A security researcher claims to have crafted a simpler version of an exploit that could compromise a Microsoft Windows system patched with Service Pack 2.
The exploit, discussed in a Saturday message to the Bugtraq security mailing list, is based on an exploit first disclosed in late October. That exploit used two vulnerabilities in Internet Explorer 6, in combination with an inappropriate behaviour in the ActiveX Data Objects model, to compromise an SP2-patched system.
The October vulnerability was itself a variant of a bug dating back to August. Both earlier flaws were ranked "highly critical" by Danish security firm Secunia, the second most serious of the company's ratings.
The October exploit required a user to drag an image from one part of a Web page to another, and then to click a button. At the time, Microsoft said the bug required too much user interaction to be considered serious. The new version, discovered by the Greyhats Security Group, eliminates the step of clicking a button, the group said. Like the earlier exploit, the new attack could lead to the execution of HTML and script code in the context of a trusted site, Greyhats said.
The researcher posted a proof of concept demonstration which, when an image is moved from one part of a Web page to another, is designed to create a file on the user's machine, bypassing the "Local Computer" zone lockdown security feature in SP2. Secunia said on Monday it had confirmed the exploit was effective against SP2-patched systems.
While no patch is available, users can protect themselves by disabling the "Drag and Drop or copy and paste files" option in Internet Explorer, according to Microsoft. Secunia said users could also set the security level for the "Internet" zone to "high" and disable active content.

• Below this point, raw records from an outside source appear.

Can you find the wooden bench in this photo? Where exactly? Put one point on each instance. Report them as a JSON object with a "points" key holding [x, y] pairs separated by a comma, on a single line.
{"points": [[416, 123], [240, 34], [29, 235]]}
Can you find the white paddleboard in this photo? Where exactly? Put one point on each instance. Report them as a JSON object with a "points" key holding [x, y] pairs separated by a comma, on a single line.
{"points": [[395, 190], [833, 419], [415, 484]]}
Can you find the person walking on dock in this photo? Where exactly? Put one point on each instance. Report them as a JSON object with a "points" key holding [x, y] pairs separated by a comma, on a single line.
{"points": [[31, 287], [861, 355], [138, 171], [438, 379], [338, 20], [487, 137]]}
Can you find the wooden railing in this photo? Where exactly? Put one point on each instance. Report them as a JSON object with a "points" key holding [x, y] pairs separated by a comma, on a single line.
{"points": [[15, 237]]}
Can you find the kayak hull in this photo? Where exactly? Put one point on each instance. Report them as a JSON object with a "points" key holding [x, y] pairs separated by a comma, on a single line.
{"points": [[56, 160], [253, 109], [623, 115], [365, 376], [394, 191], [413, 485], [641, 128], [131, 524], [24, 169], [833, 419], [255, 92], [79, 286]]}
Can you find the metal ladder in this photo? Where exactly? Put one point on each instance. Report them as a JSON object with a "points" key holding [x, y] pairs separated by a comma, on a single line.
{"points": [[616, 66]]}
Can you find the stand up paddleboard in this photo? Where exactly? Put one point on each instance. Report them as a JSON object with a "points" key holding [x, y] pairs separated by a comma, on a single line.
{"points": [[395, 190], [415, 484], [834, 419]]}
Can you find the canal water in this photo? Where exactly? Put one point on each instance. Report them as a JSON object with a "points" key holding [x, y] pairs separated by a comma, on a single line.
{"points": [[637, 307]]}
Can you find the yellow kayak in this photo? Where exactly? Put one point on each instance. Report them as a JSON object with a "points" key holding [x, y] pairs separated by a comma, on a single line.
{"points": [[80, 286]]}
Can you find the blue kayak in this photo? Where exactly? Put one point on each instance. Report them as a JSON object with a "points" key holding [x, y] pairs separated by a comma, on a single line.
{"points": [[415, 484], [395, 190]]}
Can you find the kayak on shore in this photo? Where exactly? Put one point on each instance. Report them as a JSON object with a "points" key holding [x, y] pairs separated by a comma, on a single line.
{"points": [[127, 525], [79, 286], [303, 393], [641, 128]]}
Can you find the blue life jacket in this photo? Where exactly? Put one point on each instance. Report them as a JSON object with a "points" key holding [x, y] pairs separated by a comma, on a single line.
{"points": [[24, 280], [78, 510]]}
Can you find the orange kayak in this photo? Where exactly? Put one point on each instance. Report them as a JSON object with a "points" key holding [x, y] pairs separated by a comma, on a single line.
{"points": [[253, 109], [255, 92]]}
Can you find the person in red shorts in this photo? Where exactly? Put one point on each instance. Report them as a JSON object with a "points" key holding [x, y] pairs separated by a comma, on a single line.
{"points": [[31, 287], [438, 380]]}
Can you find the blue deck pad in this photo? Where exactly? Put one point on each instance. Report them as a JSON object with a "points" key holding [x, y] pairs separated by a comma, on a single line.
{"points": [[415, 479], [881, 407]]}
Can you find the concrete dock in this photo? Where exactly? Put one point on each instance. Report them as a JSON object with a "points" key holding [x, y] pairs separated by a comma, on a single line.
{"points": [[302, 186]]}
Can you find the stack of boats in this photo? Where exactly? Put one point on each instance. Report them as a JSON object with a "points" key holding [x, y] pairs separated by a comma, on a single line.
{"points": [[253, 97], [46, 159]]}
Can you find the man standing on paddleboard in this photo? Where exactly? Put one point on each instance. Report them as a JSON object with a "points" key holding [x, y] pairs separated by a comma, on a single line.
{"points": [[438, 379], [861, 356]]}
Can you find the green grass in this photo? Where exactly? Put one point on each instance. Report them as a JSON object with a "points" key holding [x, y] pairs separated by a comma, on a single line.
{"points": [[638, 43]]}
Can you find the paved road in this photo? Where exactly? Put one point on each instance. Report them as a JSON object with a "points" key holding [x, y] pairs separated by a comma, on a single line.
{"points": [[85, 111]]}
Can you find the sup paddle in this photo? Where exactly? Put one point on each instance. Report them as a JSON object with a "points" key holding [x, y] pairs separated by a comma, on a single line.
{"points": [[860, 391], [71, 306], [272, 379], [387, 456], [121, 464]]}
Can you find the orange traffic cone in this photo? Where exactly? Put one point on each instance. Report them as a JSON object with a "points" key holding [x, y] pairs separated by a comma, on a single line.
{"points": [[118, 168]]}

A few vulnerabilities in SP2 have begun to surface. Earlier this month, Finjan Software claimed to have discovered a set of 10 major security flaws in SP2, bypassing many of the security measures the update puts into place and allowing the execution of malicious code on a system by luring the user to a specially crafted Web page.
However, the service pack has blocked some new attacks that are effective against earlier versions of Windows XP, for example the still-unpatched IFRAME vulnerability that allowed attackers to plant malicious code on PCs via a hacked banner ad server.